Megan Ward Bio - Biography

Name Megan Ward
Height 5' 6"
Naionality American
Date of Birth 24 September 1969
Place of Birth Los Angeles, California, USA
Famous for
Megan Marie Ward was Born on September 24, 1969 in Los Angeles, California, and raised primarily in Honolulu, Hawaii. Megan was the youngest of four children, which includes two brothers and a sister.

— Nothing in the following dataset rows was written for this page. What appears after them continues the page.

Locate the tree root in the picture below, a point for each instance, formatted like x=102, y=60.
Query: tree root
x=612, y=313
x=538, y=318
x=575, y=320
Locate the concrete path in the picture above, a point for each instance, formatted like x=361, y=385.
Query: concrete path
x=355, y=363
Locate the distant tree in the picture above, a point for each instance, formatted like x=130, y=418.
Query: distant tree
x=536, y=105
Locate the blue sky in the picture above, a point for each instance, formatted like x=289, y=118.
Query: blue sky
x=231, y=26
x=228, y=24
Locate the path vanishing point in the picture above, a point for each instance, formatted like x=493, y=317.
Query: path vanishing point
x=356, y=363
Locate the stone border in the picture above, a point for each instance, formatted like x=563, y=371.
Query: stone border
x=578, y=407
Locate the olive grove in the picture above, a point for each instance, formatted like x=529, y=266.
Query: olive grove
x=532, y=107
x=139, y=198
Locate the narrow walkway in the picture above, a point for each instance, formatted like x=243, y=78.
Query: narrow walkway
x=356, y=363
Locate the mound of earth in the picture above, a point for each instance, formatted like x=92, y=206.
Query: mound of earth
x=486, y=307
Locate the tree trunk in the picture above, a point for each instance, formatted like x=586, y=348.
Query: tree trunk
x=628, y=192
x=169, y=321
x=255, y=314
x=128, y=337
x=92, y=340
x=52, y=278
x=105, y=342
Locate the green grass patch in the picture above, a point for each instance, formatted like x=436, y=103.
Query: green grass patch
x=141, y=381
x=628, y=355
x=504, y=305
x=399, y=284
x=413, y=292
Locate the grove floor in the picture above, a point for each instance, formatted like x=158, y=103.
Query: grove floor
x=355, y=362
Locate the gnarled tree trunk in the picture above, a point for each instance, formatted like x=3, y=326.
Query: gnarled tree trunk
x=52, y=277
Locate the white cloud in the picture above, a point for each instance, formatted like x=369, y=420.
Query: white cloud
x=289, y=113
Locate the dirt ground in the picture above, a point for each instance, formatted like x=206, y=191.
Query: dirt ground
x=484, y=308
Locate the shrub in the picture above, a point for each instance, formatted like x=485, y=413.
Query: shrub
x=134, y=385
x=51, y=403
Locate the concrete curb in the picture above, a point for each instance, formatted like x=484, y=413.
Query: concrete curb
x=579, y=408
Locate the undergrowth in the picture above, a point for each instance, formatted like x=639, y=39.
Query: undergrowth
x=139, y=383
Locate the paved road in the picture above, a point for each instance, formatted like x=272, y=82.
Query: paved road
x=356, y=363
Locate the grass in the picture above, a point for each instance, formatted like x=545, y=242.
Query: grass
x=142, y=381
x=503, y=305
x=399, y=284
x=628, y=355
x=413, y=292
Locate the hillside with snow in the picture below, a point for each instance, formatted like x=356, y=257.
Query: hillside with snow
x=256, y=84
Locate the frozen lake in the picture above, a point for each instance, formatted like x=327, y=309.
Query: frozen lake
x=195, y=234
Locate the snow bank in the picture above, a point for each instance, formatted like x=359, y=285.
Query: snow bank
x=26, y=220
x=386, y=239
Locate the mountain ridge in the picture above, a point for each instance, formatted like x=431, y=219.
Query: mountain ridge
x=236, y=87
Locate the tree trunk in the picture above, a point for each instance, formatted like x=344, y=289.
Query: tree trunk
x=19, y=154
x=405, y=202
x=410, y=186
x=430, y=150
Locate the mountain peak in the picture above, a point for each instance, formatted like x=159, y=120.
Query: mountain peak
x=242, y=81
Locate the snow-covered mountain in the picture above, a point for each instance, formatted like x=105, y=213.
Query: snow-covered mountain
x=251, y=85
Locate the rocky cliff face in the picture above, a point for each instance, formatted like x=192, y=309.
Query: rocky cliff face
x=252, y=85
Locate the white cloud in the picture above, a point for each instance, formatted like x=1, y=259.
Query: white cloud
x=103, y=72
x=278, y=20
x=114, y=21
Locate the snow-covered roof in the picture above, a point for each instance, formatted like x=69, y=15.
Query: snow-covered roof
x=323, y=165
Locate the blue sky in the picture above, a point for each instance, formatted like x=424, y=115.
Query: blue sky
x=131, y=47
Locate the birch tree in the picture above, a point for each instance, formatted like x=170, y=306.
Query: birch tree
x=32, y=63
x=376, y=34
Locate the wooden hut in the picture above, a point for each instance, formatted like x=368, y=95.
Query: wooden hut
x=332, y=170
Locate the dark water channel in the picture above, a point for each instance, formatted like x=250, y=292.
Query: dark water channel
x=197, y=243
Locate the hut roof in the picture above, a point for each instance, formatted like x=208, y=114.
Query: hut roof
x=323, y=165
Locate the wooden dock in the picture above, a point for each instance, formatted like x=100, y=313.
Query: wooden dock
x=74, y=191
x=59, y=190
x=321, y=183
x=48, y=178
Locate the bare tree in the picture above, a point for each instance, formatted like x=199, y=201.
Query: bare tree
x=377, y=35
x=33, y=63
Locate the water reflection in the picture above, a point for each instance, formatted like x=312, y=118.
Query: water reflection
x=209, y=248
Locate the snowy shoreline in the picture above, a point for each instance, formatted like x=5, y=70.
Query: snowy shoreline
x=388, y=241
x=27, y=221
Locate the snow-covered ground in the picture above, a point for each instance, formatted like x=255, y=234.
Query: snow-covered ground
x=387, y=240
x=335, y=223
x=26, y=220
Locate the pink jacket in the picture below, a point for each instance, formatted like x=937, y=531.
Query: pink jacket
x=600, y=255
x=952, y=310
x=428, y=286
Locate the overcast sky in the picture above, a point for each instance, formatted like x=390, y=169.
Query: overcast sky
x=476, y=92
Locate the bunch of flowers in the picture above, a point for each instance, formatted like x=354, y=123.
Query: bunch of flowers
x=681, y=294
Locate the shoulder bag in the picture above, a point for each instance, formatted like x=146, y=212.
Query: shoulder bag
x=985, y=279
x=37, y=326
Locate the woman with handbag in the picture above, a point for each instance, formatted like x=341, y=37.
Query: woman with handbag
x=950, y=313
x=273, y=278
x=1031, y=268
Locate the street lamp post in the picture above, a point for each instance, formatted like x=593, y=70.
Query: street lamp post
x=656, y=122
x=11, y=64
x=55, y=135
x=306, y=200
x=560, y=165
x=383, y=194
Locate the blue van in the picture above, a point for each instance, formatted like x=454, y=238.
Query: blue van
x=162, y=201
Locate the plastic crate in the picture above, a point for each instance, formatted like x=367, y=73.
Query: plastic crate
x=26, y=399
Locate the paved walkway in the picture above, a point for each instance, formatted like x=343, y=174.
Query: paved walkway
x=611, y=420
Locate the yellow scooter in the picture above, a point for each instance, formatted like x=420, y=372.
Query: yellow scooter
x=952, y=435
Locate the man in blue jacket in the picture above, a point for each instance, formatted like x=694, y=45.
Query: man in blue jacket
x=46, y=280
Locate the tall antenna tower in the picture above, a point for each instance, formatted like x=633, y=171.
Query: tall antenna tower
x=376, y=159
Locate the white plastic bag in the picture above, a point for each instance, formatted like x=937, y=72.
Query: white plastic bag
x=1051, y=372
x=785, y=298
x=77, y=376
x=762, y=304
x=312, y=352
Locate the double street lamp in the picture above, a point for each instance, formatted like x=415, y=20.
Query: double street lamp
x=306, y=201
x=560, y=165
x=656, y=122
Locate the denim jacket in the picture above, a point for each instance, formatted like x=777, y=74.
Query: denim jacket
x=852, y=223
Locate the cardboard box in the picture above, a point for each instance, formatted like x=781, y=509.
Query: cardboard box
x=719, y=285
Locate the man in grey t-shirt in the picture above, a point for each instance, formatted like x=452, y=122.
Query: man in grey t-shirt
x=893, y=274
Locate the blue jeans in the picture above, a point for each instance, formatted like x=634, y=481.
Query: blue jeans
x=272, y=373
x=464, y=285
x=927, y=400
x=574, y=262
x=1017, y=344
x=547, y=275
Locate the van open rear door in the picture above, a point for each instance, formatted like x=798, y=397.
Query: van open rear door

A few years after her father, a pharmaceutical representative, accepted a position in Honolulu, he and his wife began teaching acting classes in their free time, a hobby that eventually spawned a fully-fledged school. Her parents were stage actors who performed small parts in "Magnum P.I." and "Hawaii Five-O." They met when they were both young actors, but set aside their professional theatrical ambitions once they started a family, but never gave up their love for acting. The family moved from Los Angeles to Hawaii when Megan was four years old, and her mother and father founded The Talent Development Center in Hawaii, which involved teaching drama and modelling. Megan is one of the lucky few who always knew what she wanted to be when she grew up. While her parents taught classes, she would spend hours playing with the costumes and make-up. "When I was five, I would sit between my parents while they practiced their lines, and I would tell them when they got them wrong. Acting was always there in my life. And they would always have this baby bunny or something running on-stage - and that would be me." At the age of twelve Megan landed her first professional acting role as the part of Pease Blossom in Shakespeare's "A Midsummer Night's Dream" at her parents Talent Development Center.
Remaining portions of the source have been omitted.